Rate Expectations Shift Sharply
According to prediction market Polymarket, the probability of a rate hike plunged from 34% before the CPI release to 6.7% afterward. Conversely, the odds of a rate hold this month surged to 93%. The CME FedWatch Tool also priced in only a 14.4% chance of a hike based on 30-day federal funds futures. Markus Levin, co-founder of XYO, noted that the crypto market has become more selective in interpreting macro data. "Inflation cooling is positive, but it doesn't automatically lead to rate cuts or new all-time highs," he said.
Fed Caution and Oil Prices Add Pressure
Fed Governor Kevin Warsh maintained that a single inflation reading is unlikely to alter the policy trajectory, emphasizing that decisions depend on forthcoming data. Brent crude oil prices above $85 per barrel also fueled concerns about a potential inflation rebound. Additionally, the European Central Bank's July rate cut probability has effectively vanished. Market participants now look to the upcoming U.S. Producer Price Index (PPI) and month-end Personal Consumption Expenditures (PCE) data as key directional catalysts.

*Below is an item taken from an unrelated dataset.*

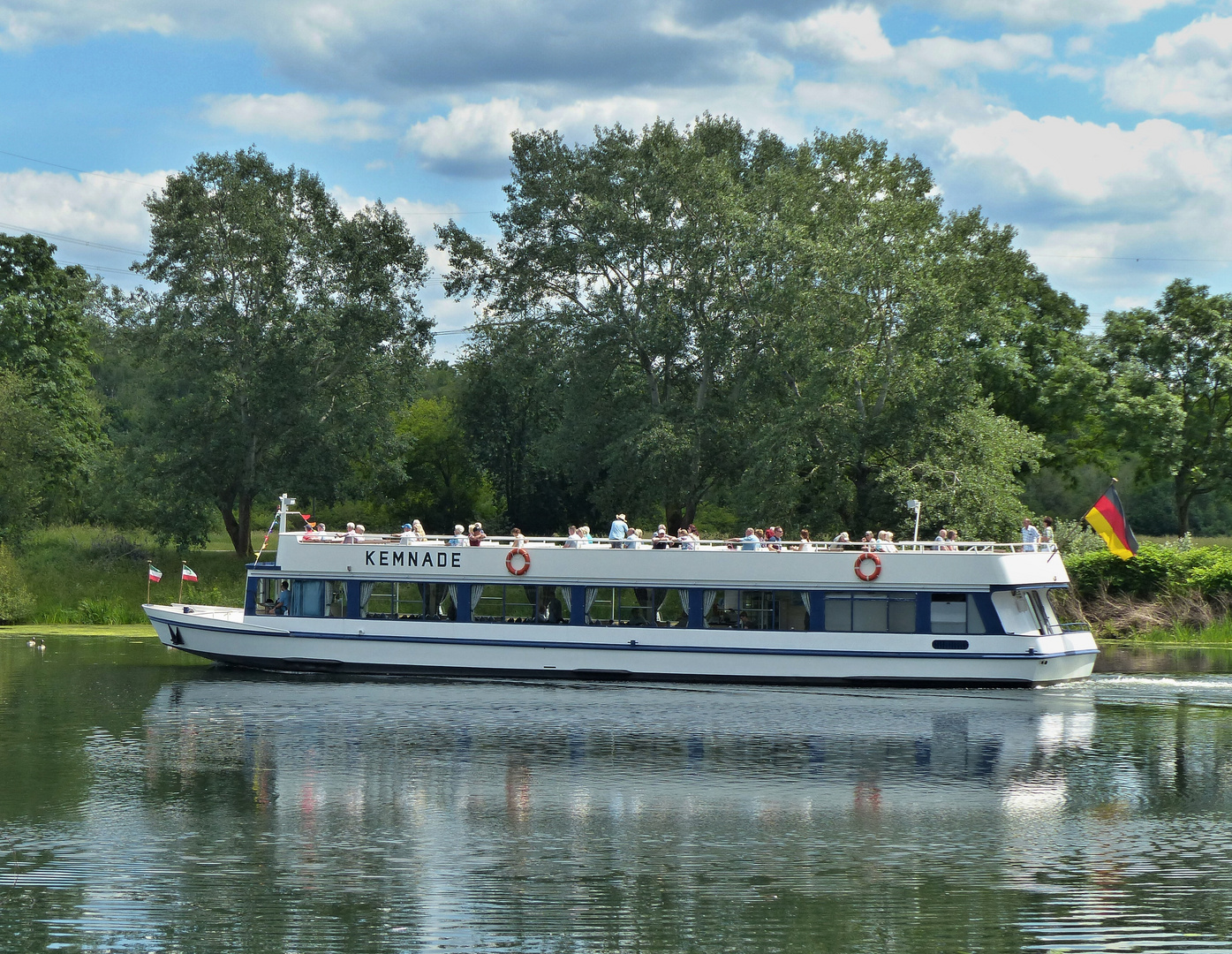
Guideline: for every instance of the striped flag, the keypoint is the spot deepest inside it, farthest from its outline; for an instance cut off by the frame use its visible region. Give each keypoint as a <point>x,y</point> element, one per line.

Bitcoin's Path Hinges on Sustained Disinflation
The market's focus has shifted from near-term rate decisions to whether inflation can stabilize consistently, especially amid rising energy costs. Geopolitical tensions in the Middle East add another layer of uncertainty, as supply disruptions could push oil prices higher, feeding back into inflation and rate expectations. Ultimately, Bitcoin's next move will likely be determined by a complex interplay of inflation, oil prices, and policy signals, with the market opting for confirmation over optimism.